Right now, doctors can only go private if they de-enroll from MSP. I would change that to allow private health insurance for medically necessary services so more people can afford it and also allow doctors to operate dual practice with restrictions. Any doctor that wishes to go private should be required to do a minimum number of hours in public system. Likewise any doctor operating in dual practice should be prohibited from advertising or telling patients about their private practice so as to avoid conflict of interest unless patient specifically asks. Or even better if a doctor in public system refers a patient to someone in private system, it must be another person who is not working for same corporation so as to avoid conflict of interest. I would however maintain the ban on extra billing meaning if you bill the patient, you cannot bill MSP and vice versa. That I do not support changing as eliminating that would put public system at risk.

With the ruling my concern, is if enforcement of Medicare Protection Act is put in place, wait times will get worse which we can ill afford. I think the federal government should drop its ill advised position of ending private diagnostic clinics as I believe main reason for provincial enforcement is more due to federal government threats of deductions. If federal government ended that, I don’t believe provincial government would take action. NDP may ideologically oppose such clinics, but unlike federal Liberals, they have to deal with political fallout if line ups swell so more likely they would simply ban future clinics or as finances permit, buy back private ones. By contrast federal Liberals don’t have to deal with political fallout so they can get away with an ideological approach.

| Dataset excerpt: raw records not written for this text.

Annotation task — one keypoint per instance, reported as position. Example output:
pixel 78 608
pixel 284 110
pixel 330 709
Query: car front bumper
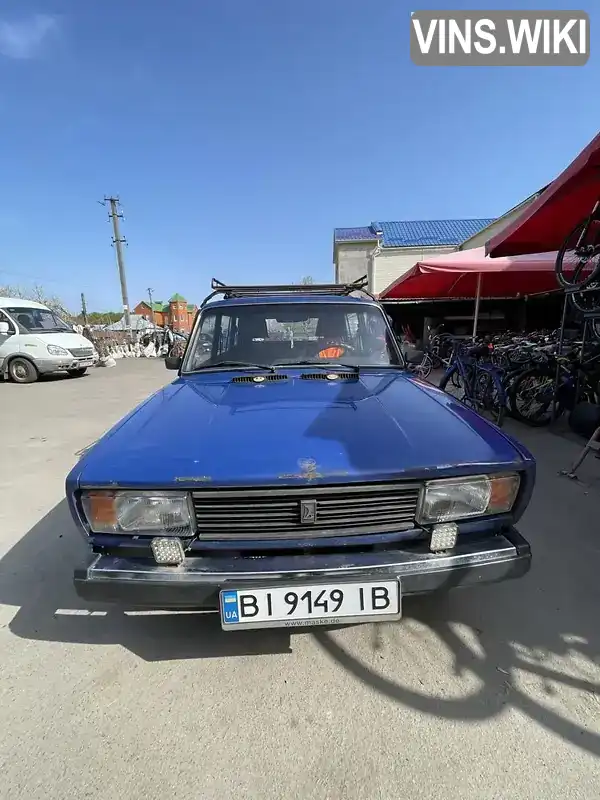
pixel 46 366
pixel 196 583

Ruling may have been a setback for those who favour greater private provision, but that doesn’t mean debate is over. Otherwise ruling only says such restrictions are constitutional, it does not say whether they are a good idea or not. Francois Legault has already said health care is provincial jurisdiction and Canada Health Act has no bearing on their province. Since we have mostly small c conservative premiers, I see no reason why Legault and Kenney couldn’t form an alliance to push for its repeal. Yes federal government would push back and Tories would be reluctant to champion it, but with Legault being super popular in Quebec and Quebec a key province one must do well into form government, maybe this is our best hope. Other solution is to open such clinics on Indian reserves which has been discussed multiple times and due to treaty rights federal government may have a tough time shutting those down. More importantly even if they could legally stop them, it would not look good or go over well. And once people see such clinics don’t threaten public health system, less opposition there will be to changes. Off course there is an element of around 1/3 of Canadians who blindly opposes these for ideological reasons. That group will never support these irrespective of evidence. Likewise around 20-30% believe people should have the right to pay for health care if they wish and that group would never support any ban on such. However the remainder who make up the middle are not ideologically opposed to bans on private health care, but not ideologically for either. Their main concern is which system delivers best outcome and that is the group where focus needs to be.